I have some other nice article that describes the neural architecture with respect to binocular vision, more specifically detecting distances with two eyes, about subsequent feature extraction and finally place cells that react upon certain characteristic location through which e.g. a rat moves through its environment It's called "Bio-inspired Networks of Visual Sensors, Neurons and Oscillators" by Ghosh et al. The approach is quite mathematical from nature, but it's a nice illustration about the things that science is able to infer already.

 

Most promising is however that we will be able to start to design systems as a meta-designer.
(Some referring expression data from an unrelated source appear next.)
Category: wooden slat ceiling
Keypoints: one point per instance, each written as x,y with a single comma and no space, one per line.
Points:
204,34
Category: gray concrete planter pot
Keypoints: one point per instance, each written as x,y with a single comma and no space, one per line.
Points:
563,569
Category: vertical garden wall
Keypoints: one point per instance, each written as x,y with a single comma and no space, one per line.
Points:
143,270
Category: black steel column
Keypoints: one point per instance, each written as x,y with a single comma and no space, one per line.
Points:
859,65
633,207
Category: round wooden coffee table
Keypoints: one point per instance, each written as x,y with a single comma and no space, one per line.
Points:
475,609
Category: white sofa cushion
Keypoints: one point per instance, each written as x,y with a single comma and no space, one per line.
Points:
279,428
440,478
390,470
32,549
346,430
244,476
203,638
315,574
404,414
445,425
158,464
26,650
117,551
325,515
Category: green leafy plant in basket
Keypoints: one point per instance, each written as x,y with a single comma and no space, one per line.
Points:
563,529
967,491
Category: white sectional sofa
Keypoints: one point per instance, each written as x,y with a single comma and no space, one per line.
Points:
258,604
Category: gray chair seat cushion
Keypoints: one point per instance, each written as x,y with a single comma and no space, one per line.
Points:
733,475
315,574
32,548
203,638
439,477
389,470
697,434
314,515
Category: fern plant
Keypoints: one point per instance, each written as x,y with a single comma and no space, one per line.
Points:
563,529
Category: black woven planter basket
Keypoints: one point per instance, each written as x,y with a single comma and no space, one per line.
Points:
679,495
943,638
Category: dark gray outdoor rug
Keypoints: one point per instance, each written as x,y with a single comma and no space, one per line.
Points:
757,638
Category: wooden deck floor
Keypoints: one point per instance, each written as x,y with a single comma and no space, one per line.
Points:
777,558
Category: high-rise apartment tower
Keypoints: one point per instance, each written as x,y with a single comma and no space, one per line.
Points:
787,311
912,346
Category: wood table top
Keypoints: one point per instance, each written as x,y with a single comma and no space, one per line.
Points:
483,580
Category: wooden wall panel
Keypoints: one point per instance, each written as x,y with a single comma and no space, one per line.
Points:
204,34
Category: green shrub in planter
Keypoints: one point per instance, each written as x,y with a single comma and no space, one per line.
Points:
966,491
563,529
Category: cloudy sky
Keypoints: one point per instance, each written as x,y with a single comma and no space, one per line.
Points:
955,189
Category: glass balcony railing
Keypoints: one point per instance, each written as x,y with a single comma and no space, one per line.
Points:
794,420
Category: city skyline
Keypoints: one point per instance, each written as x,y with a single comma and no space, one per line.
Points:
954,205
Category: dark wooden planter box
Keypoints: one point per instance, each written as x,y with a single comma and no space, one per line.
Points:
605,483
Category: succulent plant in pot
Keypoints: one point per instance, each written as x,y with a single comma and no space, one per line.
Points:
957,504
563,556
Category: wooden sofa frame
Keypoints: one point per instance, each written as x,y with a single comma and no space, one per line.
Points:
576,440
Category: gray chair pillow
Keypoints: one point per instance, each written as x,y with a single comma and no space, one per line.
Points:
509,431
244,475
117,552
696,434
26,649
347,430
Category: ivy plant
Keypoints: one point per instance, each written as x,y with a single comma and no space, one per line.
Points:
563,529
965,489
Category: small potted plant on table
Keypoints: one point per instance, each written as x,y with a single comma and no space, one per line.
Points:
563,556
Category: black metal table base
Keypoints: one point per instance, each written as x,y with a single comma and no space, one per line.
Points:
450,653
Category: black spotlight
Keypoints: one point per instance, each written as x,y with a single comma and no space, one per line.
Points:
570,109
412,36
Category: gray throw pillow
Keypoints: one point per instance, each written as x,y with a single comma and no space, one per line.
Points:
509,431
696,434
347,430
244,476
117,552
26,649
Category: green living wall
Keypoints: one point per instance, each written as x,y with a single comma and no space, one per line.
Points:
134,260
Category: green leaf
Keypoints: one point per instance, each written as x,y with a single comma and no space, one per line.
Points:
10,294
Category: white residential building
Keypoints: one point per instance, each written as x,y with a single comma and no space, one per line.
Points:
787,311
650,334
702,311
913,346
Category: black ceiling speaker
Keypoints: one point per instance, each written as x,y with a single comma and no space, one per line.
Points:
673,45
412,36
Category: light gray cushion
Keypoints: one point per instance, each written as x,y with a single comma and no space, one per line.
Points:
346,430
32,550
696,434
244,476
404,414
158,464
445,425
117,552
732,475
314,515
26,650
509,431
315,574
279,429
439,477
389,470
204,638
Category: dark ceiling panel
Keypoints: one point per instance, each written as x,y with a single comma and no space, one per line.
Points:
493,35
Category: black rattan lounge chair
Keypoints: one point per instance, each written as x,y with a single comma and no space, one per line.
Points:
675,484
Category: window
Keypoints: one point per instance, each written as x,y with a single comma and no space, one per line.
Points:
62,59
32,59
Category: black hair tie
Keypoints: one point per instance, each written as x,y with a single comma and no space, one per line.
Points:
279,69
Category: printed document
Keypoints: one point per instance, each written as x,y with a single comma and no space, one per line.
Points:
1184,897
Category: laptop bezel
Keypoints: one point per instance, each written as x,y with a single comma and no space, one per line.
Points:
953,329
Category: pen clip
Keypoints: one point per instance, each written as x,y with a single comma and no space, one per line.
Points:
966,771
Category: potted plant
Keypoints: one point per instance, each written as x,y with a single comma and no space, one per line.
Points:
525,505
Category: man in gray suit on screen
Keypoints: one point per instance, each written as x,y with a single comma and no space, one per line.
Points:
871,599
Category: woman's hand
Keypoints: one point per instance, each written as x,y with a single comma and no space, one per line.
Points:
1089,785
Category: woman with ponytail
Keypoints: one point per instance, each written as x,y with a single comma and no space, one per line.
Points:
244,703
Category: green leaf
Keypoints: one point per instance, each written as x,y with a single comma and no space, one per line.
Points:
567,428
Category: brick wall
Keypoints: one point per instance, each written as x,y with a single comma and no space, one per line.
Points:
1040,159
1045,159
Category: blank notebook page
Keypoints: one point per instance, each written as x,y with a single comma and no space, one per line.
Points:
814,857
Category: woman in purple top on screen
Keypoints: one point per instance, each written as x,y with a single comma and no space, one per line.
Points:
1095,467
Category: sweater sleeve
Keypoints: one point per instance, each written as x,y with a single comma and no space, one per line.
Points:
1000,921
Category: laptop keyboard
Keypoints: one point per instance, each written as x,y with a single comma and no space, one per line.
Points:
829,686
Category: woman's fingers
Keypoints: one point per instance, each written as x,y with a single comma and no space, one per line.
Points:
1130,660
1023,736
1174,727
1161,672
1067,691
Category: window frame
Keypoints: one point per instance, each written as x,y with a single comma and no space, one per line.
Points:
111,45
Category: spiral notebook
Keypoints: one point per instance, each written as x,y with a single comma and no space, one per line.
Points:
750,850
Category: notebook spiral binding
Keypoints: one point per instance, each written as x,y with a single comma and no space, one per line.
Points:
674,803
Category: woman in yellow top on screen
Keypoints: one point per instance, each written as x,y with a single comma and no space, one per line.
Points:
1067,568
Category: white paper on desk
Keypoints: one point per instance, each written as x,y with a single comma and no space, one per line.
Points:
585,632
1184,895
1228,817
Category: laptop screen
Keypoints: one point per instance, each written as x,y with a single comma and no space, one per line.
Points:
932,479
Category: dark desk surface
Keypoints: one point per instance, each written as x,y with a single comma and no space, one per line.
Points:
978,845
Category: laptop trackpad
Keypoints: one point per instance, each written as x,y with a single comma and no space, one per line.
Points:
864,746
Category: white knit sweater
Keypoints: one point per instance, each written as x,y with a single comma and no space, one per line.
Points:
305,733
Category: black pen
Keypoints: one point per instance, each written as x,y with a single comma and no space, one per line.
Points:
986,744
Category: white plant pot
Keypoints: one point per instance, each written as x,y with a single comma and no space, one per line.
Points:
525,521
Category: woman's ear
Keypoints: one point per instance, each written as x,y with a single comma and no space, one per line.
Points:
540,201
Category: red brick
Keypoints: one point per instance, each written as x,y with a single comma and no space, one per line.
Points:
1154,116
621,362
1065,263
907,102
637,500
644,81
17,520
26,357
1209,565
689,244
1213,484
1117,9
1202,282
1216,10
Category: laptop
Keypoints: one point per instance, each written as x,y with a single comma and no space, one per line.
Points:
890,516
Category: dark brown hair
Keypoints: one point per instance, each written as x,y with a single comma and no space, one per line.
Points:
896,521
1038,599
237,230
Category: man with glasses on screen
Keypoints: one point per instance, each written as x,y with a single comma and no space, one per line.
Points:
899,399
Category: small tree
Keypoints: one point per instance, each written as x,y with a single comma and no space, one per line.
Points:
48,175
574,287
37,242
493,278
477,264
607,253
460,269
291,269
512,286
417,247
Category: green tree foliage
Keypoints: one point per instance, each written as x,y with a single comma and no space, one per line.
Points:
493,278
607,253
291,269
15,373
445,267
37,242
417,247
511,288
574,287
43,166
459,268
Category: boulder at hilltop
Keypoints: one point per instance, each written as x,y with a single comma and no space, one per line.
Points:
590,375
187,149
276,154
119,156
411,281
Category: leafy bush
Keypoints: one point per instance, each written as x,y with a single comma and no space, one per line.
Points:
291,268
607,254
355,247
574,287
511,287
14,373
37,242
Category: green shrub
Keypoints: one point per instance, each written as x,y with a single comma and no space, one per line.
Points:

So, it may be convenient to have a mathematical description of the visual processing pipeline in the mammal brain, in the form of a principle component analysis*, but in the end we are gonna build the system with a neural architecture anyway. This is not often done, I think currently only in robotics, but it will be the best approach in the end. The design space in a lot of problem domains is just to big to take all dimensions into account as a human designer.

 

* Principle component analysis is a fancy term for an easy decomposition. A dynamic pattern is like a movie. A movie exists out of a lot of frames. Storing each frame would occupy a lot of space. So a kind of reduction is needed. For that a type of template frames are used. A real-world frame can than be mapped until a set of template frames with each another weight. Even if a bunch of template frames are used, this is still a reduction compared to the overwhelming richness all natural images may show.